I don’t know if you’re superstitious. I am. I discovered that I carry several beliefs that escape my rational control when I started spending time with more skeptical friends. But if you’re the kind of person who at least respects the idea behind the saying “I don’t believe in witches, but that they exist, they do,” you may enjoy knowing about some of the “Oscar curses.” There is one that supposedly affects all winners, making them “disappear” after they win, as if once they become successful, nothing else works out. But the most famous and feared of all targets are only women nominated for Best Actress (supporting or leading, it doesn’t matter).
Legend has it that the female winner will be cheated on or divorced soon after the Oscar. Unfortunately, statistics seem to support what, let’s be honest, is nothing more than good old-fashioned sexism. Nicole Kidman, Halle Berry, Sandra Bullock, Julia Roberts, Reese Witherspoon, Rachel Weisz, and Kate Winslet are just a few of the stars whose marriages and relationships did not last, coincidentally, shortly after they received the industry’s highest recognition. According to a survey I found online, between 1936 and 2016, of the 266 women nominated for the award, 159 divorced soon afterward. That’s right: more than half. And no, it was not necessarily their choice. In most cases, as happened with Reese and Sandra, they went through very public betrayals. In other words, it is the old story of men being unable to handle a woman’s success and replacing her with someone else.

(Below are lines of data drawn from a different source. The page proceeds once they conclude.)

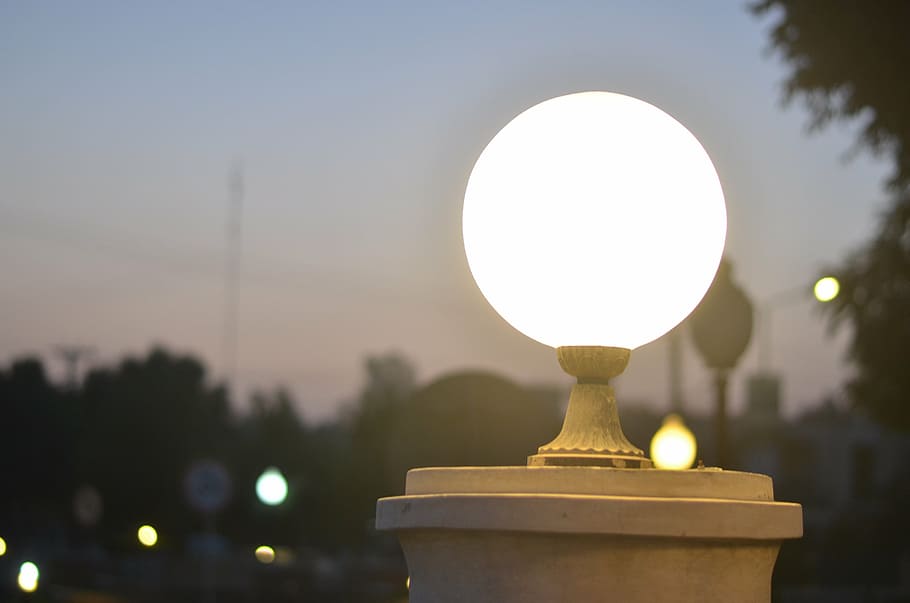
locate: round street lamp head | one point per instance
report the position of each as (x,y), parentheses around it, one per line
(28,577)
(594,219)
(593,223)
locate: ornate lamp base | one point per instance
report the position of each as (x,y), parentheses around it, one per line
(591,434)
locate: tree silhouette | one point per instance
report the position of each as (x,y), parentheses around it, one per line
(849,61)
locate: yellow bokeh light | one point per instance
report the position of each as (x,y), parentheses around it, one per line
(265,554)
(147,535)
(673,446)
(28,577)
(826,289)
(594,219)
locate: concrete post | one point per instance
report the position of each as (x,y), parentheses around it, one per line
(550,534)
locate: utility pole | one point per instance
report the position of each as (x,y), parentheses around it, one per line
(72,356)
(232,271)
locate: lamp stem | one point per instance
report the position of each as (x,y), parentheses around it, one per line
(591,433)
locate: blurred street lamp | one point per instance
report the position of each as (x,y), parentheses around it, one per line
(271,487)
(593,223)
(265,554)
(147,536)
(28,577)
(673,446)
(826,289)
(721,330)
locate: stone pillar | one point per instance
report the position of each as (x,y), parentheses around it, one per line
(552,534)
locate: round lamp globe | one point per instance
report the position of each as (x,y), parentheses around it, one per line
(594,219)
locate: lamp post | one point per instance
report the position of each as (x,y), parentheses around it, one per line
(721,329)
(593,223)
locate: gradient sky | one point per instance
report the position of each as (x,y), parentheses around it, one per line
(357,125)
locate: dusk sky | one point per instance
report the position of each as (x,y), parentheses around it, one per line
(357,125)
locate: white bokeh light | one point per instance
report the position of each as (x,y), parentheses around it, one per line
(594,219)
(272,487)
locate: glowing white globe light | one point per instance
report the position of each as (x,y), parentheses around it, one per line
(271,487)
(673,446)
(28,577)
(594,219)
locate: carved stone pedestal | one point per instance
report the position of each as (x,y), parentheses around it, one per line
(552,534)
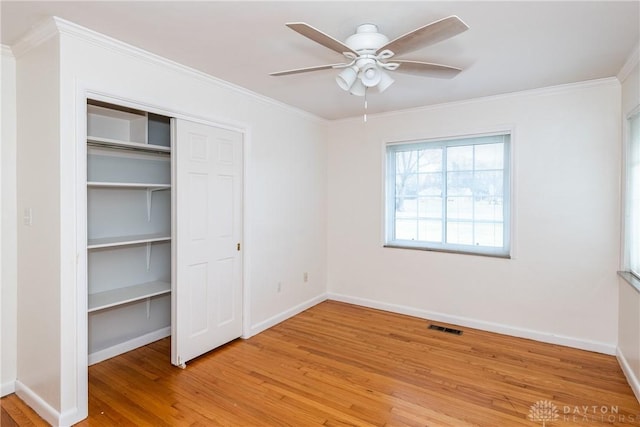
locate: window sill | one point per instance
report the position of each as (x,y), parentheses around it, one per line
(449,251)
(630,279)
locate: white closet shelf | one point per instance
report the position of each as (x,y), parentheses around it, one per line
(106,242)
(131,185)
(127,144)
(112,298)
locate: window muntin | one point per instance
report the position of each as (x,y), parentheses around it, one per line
(450,195)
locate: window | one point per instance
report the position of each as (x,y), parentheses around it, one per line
(449,195)
(632,189)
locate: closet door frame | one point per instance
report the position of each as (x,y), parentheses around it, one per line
(78,294)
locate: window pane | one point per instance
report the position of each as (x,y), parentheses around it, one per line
(406,162)
(460,158)
(407,186)
(460,183)
(460,207)
(488,209)
(460,233)
(430,207)
(430,231)
(488,184)
(430,160)
(406,230)
(406,207)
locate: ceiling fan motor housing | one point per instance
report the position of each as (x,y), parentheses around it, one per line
(367,39)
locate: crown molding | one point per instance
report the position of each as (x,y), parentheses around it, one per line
(630,64)
(37,35)
(548,90)
(71,29)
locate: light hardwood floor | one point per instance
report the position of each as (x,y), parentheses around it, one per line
(342,365)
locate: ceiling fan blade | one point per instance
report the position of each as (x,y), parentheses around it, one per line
(307,69)
(319,37)
(427,35)
(427,69)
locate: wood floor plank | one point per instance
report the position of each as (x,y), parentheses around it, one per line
(342,365)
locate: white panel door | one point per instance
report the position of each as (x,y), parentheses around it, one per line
(207,271)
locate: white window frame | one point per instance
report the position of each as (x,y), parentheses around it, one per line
(631,226)
(390,197)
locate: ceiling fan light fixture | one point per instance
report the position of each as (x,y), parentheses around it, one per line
(347,77)
(370,75)
(385,81)
(358,89)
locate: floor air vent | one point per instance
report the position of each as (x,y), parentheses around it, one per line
(447,330)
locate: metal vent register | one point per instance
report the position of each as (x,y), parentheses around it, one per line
(447,330)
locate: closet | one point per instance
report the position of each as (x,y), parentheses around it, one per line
(164,227)
(128,228)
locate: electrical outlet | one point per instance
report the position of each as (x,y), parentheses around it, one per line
(28,216)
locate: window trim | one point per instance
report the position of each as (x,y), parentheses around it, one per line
(505,251)
(625,244)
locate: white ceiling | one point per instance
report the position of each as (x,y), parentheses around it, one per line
(510,46)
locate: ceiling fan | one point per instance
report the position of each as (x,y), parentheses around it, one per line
(369,52)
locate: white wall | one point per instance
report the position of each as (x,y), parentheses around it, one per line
(628,351)
(560,285)
(38,174)
(285,198)
(8,242)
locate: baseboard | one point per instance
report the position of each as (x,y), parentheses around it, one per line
(280,317)
(598,347)
(632,379)
(110,352)
(42,408)
(7,388)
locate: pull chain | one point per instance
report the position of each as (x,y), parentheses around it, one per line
(365,105)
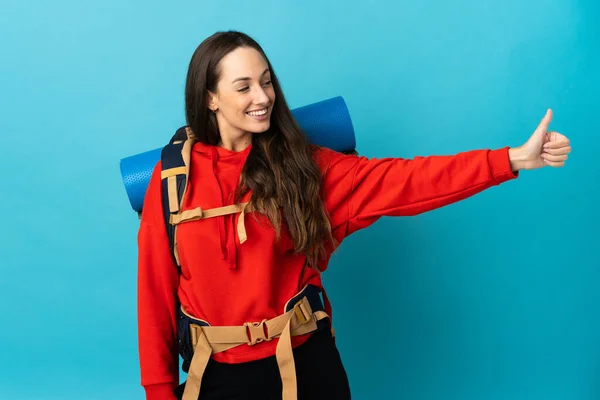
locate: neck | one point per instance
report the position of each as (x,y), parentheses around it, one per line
(236,144)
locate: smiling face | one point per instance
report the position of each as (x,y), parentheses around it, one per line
(244,95)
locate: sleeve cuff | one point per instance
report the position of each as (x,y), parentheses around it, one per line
(160,391)
(500,165)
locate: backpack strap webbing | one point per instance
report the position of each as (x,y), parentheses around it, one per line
(175,162)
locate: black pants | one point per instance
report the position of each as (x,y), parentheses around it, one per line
(319,373)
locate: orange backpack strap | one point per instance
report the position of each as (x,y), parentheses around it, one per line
(175,161)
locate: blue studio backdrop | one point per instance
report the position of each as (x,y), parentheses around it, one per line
(495,297)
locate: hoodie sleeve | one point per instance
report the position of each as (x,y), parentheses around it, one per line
(358,191)
(158,280)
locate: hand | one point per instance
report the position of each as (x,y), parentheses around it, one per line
(544,148)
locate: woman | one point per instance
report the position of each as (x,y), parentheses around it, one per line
(246,271)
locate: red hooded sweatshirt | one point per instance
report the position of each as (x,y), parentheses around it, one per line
(228,283)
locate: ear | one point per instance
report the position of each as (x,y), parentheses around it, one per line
(212,101)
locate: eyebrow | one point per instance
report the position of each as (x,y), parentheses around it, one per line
(247,79)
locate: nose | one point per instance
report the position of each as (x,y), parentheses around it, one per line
(261,97)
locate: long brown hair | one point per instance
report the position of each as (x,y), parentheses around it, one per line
(280,170)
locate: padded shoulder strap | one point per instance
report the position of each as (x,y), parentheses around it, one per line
(175,160)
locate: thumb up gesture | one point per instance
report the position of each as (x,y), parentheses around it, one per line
(544,148)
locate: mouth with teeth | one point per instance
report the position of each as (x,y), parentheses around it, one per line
(259,115)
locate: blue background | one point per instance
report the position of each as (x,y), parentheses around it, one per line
(495,297)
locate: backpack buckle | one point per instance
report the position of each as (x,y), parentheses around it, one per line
(256,332)
(302,314)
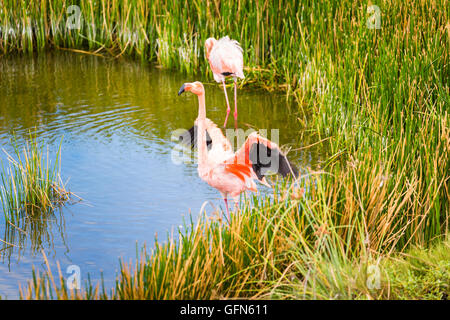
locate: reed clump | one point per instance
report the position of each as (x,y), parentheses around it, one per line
(31,183)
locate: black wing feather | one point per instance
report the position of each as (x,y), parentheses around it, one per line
(264,159)
(189,138)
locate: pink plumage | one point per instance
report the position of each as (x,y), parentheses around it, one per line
(231,173)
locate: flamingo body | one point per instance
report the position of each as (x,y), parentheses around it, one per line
(231,173)
(225,58)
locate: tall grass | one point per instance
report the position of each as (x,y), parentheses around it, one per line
(378,99)
(31,184)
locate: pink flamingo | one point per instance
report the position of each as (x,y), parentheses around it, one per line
(225,59)
(232,173)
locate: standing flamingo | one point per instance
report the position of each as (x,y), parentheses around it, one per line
(232,173)
(225,59)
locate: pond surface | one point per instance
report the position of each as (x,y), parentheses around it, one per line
(115,119)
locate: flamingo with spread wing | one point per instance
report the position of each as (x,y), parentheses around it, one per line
(232,172)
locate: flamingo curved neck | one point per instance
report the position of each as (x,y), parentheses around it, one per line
(201,135)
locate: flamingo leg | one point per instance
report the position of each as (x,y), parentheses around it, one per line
(235,104)
(228,104)
(226,206)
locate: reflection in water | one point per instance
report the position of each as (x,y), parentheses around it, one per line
(116,119)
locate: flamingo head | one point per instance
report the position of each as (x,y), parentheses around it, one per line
(209,44)
(194,87)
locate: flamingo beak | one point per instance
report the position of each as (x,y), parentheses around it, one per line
(181,89)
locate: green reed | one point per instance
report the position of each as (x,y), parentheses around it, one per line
(31,183)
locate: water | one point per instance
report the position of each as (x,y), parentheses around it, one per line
(115,118)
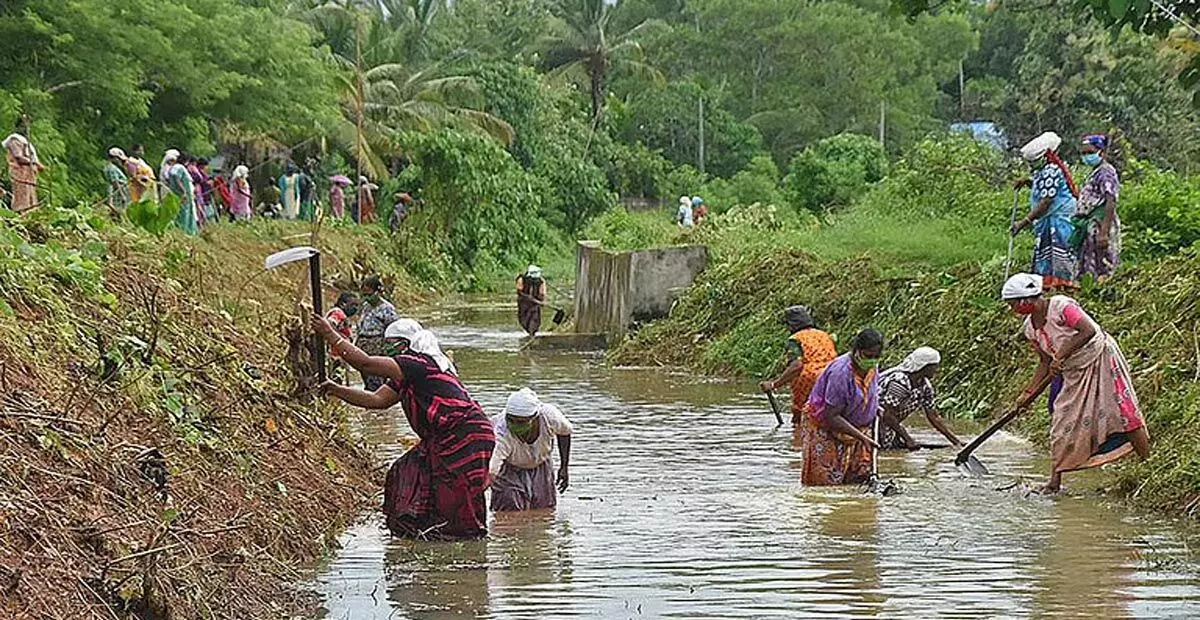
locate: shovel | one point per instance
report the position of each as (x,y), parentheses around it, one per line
(313,257)
(774,408)
(559,313)
(1012,220)
(972,465)
(874,485)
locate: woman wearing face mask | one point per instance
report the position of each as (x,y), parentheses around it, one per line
(436,489)
(1051,206)
(837,432)
(377,314)
(1095,417)
(1099,252)
(521,470)
(906,389)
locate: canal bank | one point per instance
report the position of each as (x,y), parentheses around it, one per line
(685,503)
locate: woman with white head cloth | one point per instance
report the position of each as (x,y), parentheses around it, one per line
(531,296)
(684,216)
(241,194)
(521,471)
(1095,416)
(1051,205)
(906,389)
(436,489)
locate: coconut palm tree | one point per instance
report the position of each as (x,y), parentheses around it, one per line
(387,91)
(580,42)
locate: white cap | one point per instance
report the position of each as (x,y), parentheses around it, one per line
(1037,148)
(523,403)
(1021,286)
(402,329)
(919,359)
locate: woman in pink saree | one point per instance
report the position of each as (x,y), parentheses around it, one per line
(1095,416)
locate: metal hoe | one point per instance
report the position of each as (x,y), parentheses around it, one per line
(972,465)
(313,257)
(774,408)
(874,485)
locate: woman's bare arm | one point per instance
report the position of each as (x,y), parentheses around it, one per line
(381,398)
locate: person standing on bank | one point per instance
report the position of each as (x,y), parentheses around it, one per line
(809,350)
(436,489)
(906,389)
(377,314)
(1095,416)
(837,433)
(522,476)
(531,295)
(1051,208)
(1099,252)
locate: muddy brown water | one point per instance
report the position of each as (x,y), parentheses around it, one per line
(685,503)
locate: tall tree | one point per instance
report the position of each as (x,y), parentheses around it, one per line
(580,41)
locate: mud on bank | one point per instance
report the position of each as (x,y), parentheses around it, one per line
(729,323)
(156,458)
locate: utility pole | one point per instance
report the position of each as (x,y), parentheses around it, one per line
(883,112)
(701,133)
(359,100)
(963,98)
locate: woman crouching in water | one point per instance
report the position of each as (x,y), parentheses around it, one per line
(1095,417)
(436,489)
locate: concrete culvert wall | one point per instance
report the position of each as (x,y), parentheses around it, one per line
(612,289)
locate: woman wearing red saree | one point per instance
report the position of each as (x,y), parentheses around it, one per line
(436,489)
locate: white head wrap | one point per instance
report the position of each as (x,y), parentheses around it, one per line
(919,359)
(427,343)
(1037,148)
(403,329)
(523,403)
(1021,286)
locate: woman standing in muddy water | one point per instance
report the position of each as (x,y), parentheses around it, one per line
(377,314)
(436,489)
(809,350)
(837,431)
(1095,416)
(531,295)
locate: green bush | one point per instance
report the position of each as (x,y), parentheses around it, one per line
(835,170)
(759,182)
(1159,212)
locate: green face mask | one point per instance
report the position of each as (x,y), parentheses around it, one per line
(521,428)
(867,363)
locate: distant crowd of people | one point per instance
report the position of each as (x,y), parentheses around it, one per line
(205,196)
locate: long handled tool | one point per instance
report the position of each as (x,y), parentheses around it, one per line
(559,313)
(313,257)
(1012,221)
(774,407)
(972,464)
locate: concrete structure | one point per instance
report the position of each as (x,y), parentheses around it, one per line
(613,289)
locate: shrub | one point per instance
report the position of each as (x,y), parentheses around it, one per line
(835,170)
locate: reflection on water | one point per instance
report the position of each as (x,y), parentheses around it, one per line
(685,503)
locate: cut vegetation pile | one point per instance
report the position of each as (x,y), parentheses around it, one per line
(157,459)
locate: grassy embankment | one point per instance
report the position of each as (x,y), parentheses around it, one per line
(157,459)
(921,257)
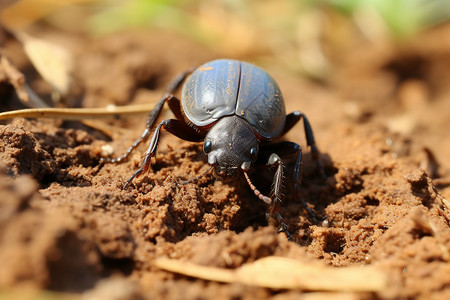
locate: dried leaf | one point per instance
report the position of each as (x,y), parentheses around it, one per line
(52,61)
(78,113)
(285,273)
(10,74)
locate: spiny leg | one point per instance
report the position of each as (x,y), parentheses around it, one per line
(277,184)
(178,128)
(291,120)
(174,105)
(288,148)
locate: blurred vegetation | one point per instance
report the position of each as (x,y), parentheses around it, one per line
(304,36)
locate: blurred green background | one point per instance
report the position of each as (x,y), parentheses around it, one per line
(304,36)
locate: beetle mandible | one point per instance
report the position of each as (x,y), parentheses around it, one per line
(238,110)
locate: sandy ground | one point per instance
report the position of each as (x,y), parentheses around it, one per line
(381,124)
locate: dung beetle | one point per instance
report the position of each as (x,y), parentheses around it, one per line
(238,110)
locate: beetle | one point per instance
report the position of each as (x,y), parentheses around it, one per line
(238,111)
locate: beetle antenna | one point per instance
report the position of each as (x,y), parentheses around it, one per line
(266,199)
(183,182)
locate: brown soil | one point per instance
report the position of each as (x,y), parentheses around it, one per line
(382,126)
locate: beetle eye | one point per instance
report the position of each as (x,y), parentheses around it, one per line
(253,154)
(207,147)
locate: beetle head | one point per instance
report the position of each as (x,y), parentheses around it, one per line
(231,145)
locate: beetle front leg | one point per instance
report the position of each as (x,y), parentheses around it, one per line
(274,210)
(174,105)
(291,120)
(176,127)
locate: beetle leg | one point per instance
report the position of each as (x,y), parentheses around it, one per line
(274,210)
(291,120)
(286,148)
(178,128)
(174,105)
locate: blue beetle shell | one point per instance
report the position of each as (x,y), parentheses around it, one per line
(225,87)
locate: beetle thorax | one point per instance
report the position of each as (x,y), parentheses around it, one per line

Although the count began in 1936, some people trace the starting point of the Oscars’ romantic curse to Joan Crawford’s victory in 1946. The actress had worked for years to win the statuette, and when she finally won for Mildred Pierce, she reportedly “lost” her husband less than a year later as a “consequence.” The quotation marks are important here to underscore how much weight was placed on the belief that a woman could only be happy if she were married. Even more so if she were married to a man who was the main provider. A balanced relationship, or one led by a woman, was not accepted; she was “punished” for her ambitions. It did not help that in 2009 Kate Winslet separated from Sam Mendes just months after winning for The Reader, in the same year she also won an Emmy for remaking Mildred Pierce for HBO Max. It only reinforced the legend.
The fact that this curse does not affect men with the same frequency is deeply troubling. Indeed, the marriages of Julianne Moore, Cate Blanchett, Frances McDormand, Meryl Streep, and Olivia Colman have remained solid, but younger women like Emma Stone and Jennifer Lawrence, for example, broke up with their boyfriends more or less around the time they won (Andrew Garfield and Nicholas Hoult, respectively). Of course, just a coincidence—nothing to do with machis… sorry, with the curse. It doesn’t seem to me that we are making much progress, even well into the twenty-first century.
Perhaps Jessica Chastain and Kristen Stewart may be feeling a bit more anxious, I don’t know. Nicole Kidman has already been through the test (she separated from Tom Cruise shortly before winning the Oscar for The Hours). Olivia Colman and Frances McDormand have remained with their husbands after winning in 2018, 2019, and 2021, just as Penélope Cruz remains married to Javier Bardem after receiving the Supporting Actress Oscar in 2008. But I am tired of thinking about this curse every year I see a woman win. Enough already. I want winners who are happy in love and in work. And away with the witch!